Follow-up: Just found a used copy of Notes from a Child of Paradise on Amazon. I always hate to tell a poet I bought as used copy of his book -- no pennies go to the poet -- but then another set of eyes is going to have a chance at the text. I'm looking forward to reading this, right after I turn my grades in for the semester. Particularly interested in the nature of a contemporary long narrative & the political content.
It's not a problem, Joseph, I would rather the book be acquired second-hand than not read. As for politically inspired poetry, see Dante, Milton, Blake, Wordsworth, Whitman, Yeats, and the poets collected in Carolyn Forche's anthology =Against Forgetting: Twentieth Century Poetry of Witness=. A new example just published (in the Yale Younger Poets series)is Fady Joudah's =The Earth In the Attic=.

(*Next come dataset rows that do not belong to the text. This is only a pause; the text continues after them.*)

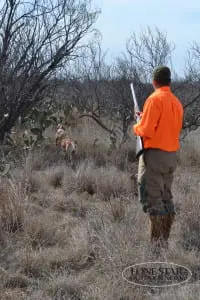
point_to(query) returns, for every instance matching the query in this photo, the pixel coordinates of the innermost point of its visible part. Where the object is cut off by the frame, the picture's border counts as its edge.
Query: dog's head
(60, 126)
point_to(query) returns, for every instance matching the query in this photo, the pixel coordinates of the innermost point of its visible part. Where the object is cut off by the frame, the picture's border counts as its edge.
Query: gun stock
(139, 141)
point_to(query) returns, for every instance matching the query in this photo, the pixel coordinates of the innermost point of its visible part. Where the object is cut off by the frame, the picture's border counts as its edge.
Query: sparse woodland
(67, 233)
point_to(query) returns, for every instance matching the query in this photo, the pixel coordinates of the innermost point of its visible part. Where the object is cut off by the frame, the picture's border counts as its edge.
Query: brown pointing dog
(69, 145)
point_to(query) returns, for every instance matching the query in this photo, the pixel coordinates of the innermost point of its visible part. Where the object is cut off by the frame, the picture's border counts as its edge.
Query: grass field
(69, 233)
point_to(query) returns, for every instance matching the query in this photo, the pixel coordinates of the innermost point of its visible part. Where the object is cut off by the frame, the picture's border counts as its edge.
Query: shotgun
(139, 142)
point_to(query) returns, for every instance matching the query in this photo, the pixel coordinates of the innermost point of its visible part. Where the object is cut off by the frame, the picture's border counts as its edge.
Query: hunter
(159, 126)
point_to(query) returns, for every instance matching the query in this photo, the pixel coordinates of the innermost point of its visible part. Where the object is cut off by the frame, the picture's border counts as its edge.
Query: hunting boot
(156, 229)
(167, 222)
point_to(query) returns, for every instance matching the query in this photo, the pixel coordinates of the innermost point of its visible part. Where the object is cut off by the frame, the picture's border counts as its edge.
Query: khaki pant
(155, 176)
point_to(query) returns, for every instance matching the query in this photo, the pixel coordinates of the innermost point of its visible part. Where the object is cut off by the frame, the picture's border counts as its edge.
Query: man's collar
(165, 88)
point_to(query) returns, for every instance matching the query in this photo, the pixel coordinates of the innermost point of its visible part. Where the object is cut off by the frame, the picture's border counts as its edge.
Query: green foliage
(38, 121)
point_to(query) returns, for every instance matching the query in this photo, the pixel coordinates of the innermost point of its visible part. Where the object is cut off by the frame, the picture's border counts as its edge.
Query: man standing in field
(159, 126)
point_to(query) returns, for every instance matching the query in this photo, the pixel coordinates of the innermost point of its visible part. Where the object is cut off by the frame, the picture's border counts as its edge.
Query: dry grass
(69, 233)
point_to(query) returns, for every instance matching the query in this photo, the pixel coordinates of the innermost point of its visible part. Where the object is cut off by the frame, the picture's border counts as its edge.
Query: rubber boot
(156, 228)
(166, 226)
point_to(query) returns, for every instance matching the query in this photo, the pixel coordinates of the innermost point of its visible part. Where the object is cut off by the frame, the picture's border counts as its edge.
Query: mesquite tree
(37, 38)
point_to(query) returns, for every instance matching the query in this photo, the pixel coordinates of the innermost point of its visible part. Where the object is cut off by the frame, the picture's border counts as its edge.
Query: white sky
(180, 19)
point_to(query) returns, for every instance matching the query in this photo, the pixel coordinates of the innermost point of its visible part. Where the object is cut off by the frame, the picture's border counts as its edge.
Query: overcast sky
(180, 19)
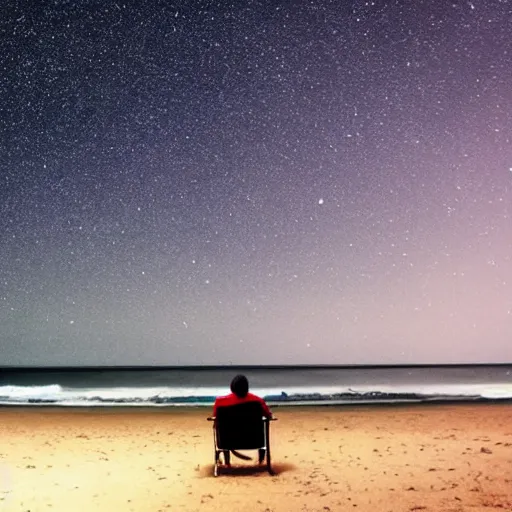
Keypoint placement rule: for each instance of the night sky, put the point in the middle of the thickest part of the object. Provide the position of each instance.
(255, 182)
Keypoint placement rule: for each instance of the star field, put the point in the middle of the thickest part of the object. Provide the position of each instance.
(255, 182)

As you know, I had the good fortune to pick up a copy of "Notes From a Child of Paradise" in a Vermont bookshop last February, and the even better fortune of writing about the same for Marilyn Hacker's grad seminar on Poetic Sequence at City College here in NYC. (As a former owner of a secondhand bookshop, I can only shake my head in disbelief at the treasures that are permitted to go out of print.) Since you are too modest to mention it, I must add for those of your readers who have not had the pleasure of encountering this book that "Notes" is a structural and artistic tour de force that has as its foundation Dante's "Commedia," with influences and allusions ranging far and wide, from Milton, to Donne, to Beatles lyrics, to French cinema, to Proust, to Hart Crane - the list goes on. I could catalogue until I started sounding like Walt Whitman, but it would do nothing to convey the grand scope, delectable wit, and sheer beauty of the poem. Such epigrammatic couplets as:
"Lessons in love are poetry, who doubts?
The Muse turns down uneducated louts,"
have joined my personal Wit Parade, and I lingered long over the lovely, wistful
"You were nothing if not various,"
in the penultimate canto of the third book.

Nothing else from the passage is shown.